Because shielding and spin–spin coupling constants in NMR are influenced by the interaction between solvent and solute, the choice in solvent can conceptually influence the results of prediction programs. In evaluating this aspect of the DeepSAT tool, the different solvent conditions were found to only modestly impact the identification and annotation results; over 65% of the results were still correctly identified even though the data were recorded in different solvents, and the annotation rates were even higher. These results indicate that DeepSAT can be a useful identification and annotation tool irrespective of the NMR solvent that is used.

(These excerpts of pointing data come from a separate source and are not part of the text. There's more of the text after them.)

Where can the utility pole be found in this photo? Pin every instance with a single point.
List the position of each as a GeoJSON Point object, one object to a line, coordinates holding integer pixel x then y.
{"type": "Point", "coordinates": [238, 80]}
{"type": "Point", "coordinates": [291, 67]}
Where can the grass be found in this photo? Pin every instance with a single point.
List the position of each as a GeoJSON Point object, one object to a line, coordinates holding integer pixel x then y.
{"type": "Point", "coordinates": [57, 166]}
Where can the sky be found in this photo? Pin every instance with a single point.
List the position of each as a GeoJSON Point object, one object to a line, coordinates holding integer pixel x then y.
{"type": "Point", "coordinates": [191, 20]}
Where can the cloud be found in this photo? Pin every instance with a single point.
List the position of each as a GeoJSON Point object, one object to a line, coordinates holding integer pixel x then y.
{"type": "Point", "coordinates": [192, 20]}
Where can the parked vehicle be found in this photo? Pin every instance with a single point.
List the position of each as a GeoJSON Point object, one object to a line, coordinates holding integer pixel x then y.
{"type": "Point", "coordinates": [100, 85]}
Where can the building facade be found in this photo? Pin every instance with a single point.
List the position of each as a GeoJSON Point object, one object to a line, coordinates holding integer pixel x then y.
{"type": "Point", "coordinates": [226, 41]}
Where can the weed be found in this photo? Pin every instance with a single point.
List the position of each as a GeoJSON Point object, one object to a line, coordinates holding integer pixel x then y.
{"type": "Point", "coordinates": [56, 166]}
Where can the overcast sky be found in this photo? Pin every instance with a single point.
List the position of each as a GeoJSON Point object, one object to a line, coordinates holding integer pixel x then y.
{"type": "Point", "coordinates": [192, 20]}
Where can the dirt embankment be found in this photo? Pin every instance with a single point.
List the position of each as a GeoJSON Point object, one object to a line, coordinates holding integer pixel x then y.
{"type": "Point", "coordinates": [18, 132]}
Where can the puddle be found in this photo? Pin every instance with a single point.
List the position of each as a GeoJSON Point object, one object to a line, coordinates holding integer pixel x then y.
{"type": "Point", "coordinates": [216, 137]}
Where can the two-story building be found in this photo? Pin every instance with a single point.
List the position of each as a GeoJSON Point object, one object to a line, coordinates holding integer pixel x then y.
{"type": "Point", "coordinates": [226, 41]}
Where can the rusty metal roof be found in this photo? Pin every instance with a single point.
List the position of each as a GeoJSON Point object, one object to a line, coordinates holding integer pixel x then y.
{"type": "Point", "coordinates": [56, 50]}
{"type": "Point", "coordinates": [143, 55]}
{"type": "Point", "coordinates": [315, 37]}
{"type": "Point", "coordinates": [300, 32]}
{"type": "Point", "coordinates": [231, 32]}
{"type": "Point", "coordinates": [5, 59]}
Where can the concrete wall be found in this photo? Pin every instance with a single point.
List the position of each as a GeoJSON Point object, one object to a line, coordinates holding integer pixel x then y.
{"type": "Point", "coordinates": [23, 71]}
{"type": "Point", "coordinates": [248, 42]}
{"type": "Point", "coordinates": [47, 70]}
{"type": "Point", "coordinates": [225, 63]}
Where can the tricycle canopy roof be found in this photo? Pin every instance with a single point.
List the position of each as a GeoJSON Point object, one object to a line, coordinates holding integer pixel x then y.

We made initial investigations into how the DeepSAT convolutional neural network recognizes the structural properties of molecules from their NMR spectra using the ‘occlusion sensitivity’ method on the compound quercetin. This analysis provided some basis for understanding how the model recognizes chemical moieties from NMR data. Organic chemists involved in NMR-based structure elucidation commonly correlate chemical shifts and structural motifs based on their experience [42, 43]. Interestingly, this is similar to what was found for DeepSAT. Based on the training of the neural network with large datasets of HSQC spectra, functional groups and structural moieties of small molecules were correctly correlated to their NMR signals. Even though these results do not fully explain the decision-making process of DeepSAT, they suggest that the trained CNN uses empirical correlations similar to those used by human researchers.

Conclusion

In this study, we introduce DeepSAT, a new tool for the identification and annotation of small molecules using a convolutional deep neural network. DeepSAT possesses a novel architecture in that DeepSAT learned to recognize features of a molecule from HSQC spectra that could be used to populate fingerprint bit strings. As these fingerprints can also be easily generated from all known small molecules to which DeepSAT results can be compared for similarity, it essentially overcomes the data limitation issue present in SMART 1.0, 2.0 and other tools created for this purpose. Furthermore, DeepSAT predicts compound class information for both known and unknown compounds which provides additional insights that are useful in determining molecular structures. In order to validate the performance of DeepSAT, we provided a number of examples of its use, and evaluated its performance using appropriate metrics. The results demonstrate that DeepSAT provides not only structure identification and annotation, but also provides accurate information on the type of small molecules. This state-of-the-art tool for expanding the use of NMR data outperforms all other available tools for identification/annotation of small molecules, and provides multiple types of information that support the structure elucidation process. We anticipate that DeepSAT will be widely used to investigate small molecules for drug discovery applications as well as in ecology and environmental studies.